Intel® Software Guard Extensions (Intel® SGX)
Discussion board focused on hardware-based isolation and memory encryption to provide extended code protection in solutions.

system("Command") inside the enclave

SAM_R_2
Beginner
359 Views

Hi,

We should not use system("Command") inside the enclave.

Can we use wget,CuraEngine or " powershell -command "& { (New-Object Net.WebClient).DownloadFile('http://myUrl', 'C:\path\to\test.json')}" " like commands directly inside the enclave.

Usually we keep eclaveWrapper  files in enclave_definition folder. Can we run the above commands in eclaveWrapper files which is different than the enclave_application folder. if we follow this process can we make sure about the safety of the files.

Thanks & Regards,

0 Kudos
1 Solution
Francisco_C_Intel
359 Views

As a general statement, IO is not supported inside an enclave - you have to make OCALLs.

If your enclave makes an OCALL to the untrusted part of your application, and in the untrusted part of your application you decide to make any of the IO calls you mentioned, then this "will work" from a "is this possible" perspective.

As you mentioned, it would be up to you to verify that whatever data you obtained (via wget, powershell, etc) is data that you trust and want to pass back to the enclave. Furthermore, an attacker may view or modify the data sometime between the time you received it and the time you sent it to the enclave. You would have to protect against that as well.

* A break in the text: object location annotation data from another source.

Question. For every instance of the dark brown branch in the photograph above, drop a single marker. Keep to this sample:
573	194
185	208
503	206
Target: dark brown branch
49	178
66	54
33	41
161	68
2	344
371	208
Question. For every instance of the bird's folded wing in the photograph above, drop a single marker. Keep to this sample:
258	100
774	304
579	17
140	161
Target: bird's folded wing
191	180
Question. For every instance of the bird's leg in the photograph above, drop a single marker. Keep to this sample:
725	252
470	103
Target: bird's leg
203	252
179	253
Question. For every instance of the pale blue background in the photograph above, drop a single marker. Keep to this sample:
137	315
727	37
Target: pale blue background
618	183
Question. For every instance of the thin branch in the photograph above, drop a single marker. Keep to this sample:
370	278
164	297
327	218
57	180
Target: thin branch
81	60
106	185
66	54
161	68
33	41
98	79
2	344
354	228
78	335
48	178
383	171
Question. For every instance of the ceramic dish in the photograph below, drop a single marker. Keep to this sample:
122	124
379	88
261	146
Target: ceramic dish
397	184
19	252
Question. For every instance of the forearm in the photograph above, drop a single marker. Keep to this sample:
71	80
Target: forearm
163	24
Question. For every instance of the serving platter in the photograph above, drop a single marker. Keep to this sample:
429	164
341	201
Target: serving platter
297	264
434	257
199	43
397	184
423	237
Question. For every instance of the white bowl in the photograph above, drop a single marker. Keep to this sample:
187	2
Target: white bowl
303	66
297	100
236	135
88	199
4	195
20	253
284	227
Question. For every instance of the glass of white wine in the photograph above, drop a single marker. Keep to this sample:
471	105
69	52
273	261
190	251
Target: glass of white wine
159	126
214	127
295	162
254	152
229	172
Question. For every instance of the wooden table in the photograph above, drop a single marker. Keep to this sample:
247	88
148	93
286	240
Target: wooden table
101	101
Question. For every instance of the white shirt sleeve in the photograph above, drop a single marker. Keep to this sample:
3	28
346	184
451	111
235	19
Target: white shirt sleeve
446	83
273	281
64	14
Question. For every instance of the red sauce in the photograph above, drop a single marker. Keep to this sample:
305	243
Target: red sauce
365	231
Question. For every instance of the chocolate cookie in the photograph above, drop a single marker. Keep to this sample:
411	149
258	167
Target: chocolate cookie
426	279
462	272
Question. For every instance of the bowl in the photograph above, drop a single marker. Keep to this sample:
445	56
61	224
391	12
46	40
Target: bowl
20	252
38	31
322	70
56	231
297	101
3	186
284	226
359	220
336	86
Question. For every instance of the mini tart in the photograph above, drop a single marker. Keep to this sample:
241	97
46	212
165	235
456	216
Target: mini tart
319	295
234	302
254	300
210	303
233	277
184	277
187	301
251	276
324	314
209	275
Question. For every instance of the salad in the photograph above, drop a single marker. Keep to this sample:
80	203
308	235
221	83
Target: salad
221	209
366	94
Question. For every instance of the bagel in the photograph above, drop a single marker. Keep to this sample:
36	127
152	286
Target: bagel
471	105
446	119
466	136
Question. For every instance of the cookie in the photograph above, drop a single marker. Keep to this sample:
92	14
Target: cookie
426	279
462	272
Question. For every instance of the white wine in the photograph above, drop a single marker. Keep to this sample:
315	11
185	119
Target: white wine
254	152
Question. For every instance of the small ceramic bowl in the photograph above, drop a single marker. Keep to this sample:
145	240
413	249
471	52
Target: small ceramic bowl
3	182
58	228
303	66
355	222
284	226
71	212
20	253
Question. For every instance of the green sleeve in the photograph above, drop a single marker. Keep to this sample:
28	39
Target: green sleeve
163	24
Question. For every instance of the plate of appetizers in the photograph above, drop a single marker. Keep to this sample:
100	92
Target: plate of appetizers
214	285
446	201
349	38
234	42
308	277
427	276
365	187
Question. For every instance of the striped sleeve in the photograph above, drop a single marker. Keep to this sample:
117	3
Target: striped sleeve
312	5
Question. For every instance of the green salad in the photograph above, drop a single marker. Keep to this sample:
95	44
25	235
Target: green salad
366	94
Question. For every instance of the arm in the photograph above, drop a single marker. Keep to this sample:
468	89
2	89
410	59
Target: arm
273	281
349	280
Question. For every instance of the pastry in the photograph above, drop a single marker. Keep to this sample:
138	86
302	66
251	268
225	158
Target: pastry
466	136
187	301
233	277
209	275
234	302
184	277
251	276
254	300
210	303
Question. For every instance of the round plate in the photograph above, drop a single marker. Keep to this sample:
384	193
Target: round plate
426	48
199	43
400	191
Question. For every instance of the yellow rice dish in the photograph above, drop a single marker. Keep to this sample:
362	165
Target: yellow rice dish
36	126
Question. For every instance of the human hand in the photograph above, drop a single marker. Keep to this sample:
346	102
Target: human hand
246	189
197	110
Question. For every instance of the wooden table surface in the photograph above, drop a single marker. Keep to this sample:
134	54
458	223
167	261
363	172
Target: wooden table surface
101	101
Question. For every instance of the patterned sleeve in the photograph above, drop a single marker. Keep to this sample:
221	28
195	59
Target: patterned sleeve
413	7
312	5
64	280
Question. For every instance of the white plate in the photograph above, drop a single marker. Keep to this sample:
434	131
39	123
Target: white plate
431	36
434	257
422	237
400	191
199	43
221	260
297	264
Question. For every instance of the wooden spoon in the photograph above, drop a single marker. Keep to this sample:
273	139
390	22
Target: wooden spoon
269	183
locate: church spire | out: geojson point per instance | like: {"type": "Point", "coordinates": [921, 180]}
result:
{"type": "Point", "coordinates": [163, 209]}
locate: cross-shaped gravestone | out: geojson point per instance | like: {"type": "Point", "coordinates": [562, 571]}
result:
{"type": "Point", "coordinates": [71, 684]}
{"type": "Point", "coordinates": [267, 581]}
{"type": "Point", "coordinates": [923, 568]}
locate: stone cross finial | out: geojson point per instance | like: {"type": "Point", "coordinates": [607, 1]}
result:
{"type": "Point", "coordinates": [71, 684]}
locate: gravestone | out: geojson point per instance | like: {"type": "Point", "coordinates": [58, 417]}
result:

View solution in original post

0 Kudos
1 Reply
Francisco_C_Intel
360 Views

As a general statement, IO is not supported inside an enclave - you have to make OCALLs.

If your enclave makes an OCALL to the untrusted part of your application, and in the untrusted part of your application you decide to make any of the IO calls you mentioned, then this "will work" from a "is this possible" perspective.

As you mentioned, it would be up to you to verify that whatever data you obtained (via wget, powershell, etc) is data that you trust and want to pass back to the enclave. Furthermore, an attacker may view or modify the data sometime between the time you received it and the time you sent it to the enclave. You would have to protect against that as well.